The problem is, now we’re trying to right the Titanic. We’ve decided now that we don’t like this ‘pay me with stuff instead of money’ model. Except that the brands and PR folks have become used to our demands for stuff. We’ve told them that we’d be happy with an invite and reception and maybe a gift bag, or a product or two. And we want to not only change the rules but also the entire game.

It’s not easy. And it’s more challenging when we’re not all in this together. As long as women are willing to operate their business of blogging as the equivalent of the country doctor, we’re not going to make the strides necessary to begin receiving payment in the form of cash.
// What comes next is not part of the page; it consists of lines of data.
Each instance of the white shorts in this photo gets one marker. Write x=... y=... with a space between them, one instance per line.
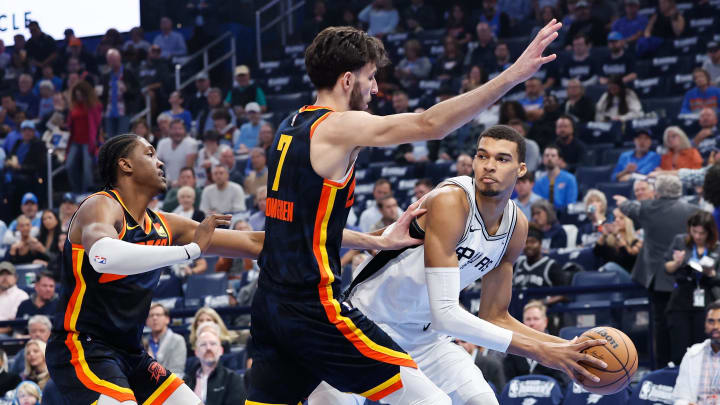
x=446 y=364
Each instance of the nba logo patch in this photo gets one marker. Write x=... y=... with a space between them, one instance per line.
x=160 y=230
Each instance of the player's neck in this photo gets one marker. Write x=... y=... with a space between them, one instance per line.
x=329 y=98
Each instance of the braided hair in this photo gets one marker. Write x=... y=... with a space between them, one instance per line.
x=115 y=148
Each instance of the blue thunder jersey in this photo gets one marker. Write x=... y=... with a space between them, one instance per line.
x=109 y=307
x=305 y=214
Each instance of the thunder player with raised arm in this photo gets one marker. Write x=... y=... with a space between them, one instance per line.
x=472 y=230
x=303 y=335
x=114 y=246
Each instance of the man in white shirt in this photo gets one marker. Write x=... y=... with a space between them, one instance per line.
x=177 y=151
x=10 y=295
x=224 y=196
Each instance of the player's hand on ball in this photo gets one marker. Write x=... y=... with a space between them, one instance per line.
x=204 y=231
x=566 y=357
x=397 y=236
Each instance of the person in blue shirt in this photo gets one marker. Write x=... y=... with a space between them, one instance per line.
x=558 y=186
x=702 y=96
x=632 y=25
x=639 y=160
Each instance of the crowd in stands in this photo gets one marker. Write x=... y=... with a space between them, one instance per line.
x=621 y=133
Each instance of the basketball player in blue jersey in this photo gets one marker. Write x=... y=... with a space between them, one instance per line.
x=114 y=246
x=302 y=332
x=472 y=231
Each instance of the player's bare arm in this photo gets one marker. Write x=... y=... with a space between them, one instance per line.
x=549 y=350
x=344 y=131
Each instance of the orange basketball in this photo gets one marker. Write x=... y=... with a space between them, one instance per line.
x=618 y=353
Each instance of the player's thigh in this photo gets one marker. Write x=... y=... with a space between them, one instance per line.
x=325 y=394
x=416 y=389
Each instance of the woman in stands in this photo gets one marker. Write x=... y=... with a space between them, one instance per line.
x=207 y=314
x=694 y=259
x=618 y=103
x=545 y=219
x=618 y=245
x=680 y=153
x=35 y=366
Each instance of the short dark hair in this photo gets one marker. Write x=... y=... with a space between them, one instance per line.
x=507 y=133
x=336 y=50
x=115 y=148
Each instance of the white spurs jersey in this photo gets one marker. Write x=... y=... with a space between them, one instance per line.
x=396 y=292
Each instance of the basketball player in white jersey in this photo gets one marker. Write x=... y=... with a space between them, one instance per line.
x=472 y=230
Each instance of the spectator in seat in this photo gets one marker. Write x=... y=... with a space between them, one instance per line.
x=236 y=170
x=544 y=218
x=463 y=165
x=618 y=103
x=212 y=382
x=640 y=160
x=706 y=140
x=667 y=22
x=586 y=25
x=525 y=196
x=177 y=151
x=578 y=104
x=484 y=53
x=703 y=95
x=84 y=126
x=8 y=380
x=10 y=295
x=166 y=346
x=121 y=90
x=632 y=25
x=222 y=121
x=488 y=361
x=258 y=173
x=712 y=63
x=558 y=186
x=389 y=209
x=414 y=66
x=571 y=149
x=380 y=17
x=418 y=16
x=257 y=219
x=619 y=63
x=176 y=109
x=534 y=316
x=693 y=259
x=533 y=100
x=35 y=365
x=249 y=131
x=42 y=301
x=244 y=91
x=27 y=249
x=581 y=64
x=40 y=47
x=700 y=363
x=536 y=270
x=450 y=64
x=661 y=219
x=223 y=196
x=170 y=42
x=372 y=213
x=680 y=153
x=39 y=327
x=25 y=99
x=618 y=246
x=187 y=199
This past weekend I met Lisa McKenzie, one of the founders of Social Media Academy For Women.  We spent quite some time talking about this topic because it’s something her organization is working to change. She is brilliant and has worked with brands and women, yet still feels the frustration in trying to get them to buy in to their worth. But she’s on a mission to change the current model.

There is more to monetization than being paid to do posts and reviews. But those are a big part of how women communicate to other women. Our opinions are valuable but we don’t see that.

We shouldn’t be afraid to ask that we get paid a fair wage. Women should not feel that they are unworthy of being treated equitably. But so long as we continue to say it’s OK, then brands and PR agencies will continue with the current paradigm. It’s no different than what happened in the workplace in the 1970s an 80s. This time, though, it shouldn’t take us a decade to effect change. If we all get on the same page it will be easy.

Will we band together for progress? I’m not sure. I would hope so, but women are not always supportive of one another. There is a lot of competition and, well, if you’re still willing to work for random randomness the brands will never accept the change to a new system.

As women we deserve to be compensated for our time. We shouldn’t be afraid to ask for what we are worth. Most of us have worked outside the home and have been paid in legal tender. We weren’t asked to barter. Sure, there are times we’re willing to barter. But keep in mind, you can’t pay for your child to go to college with a pantry full of cereal or a really nice fridge.

Are you ready to change how business is done?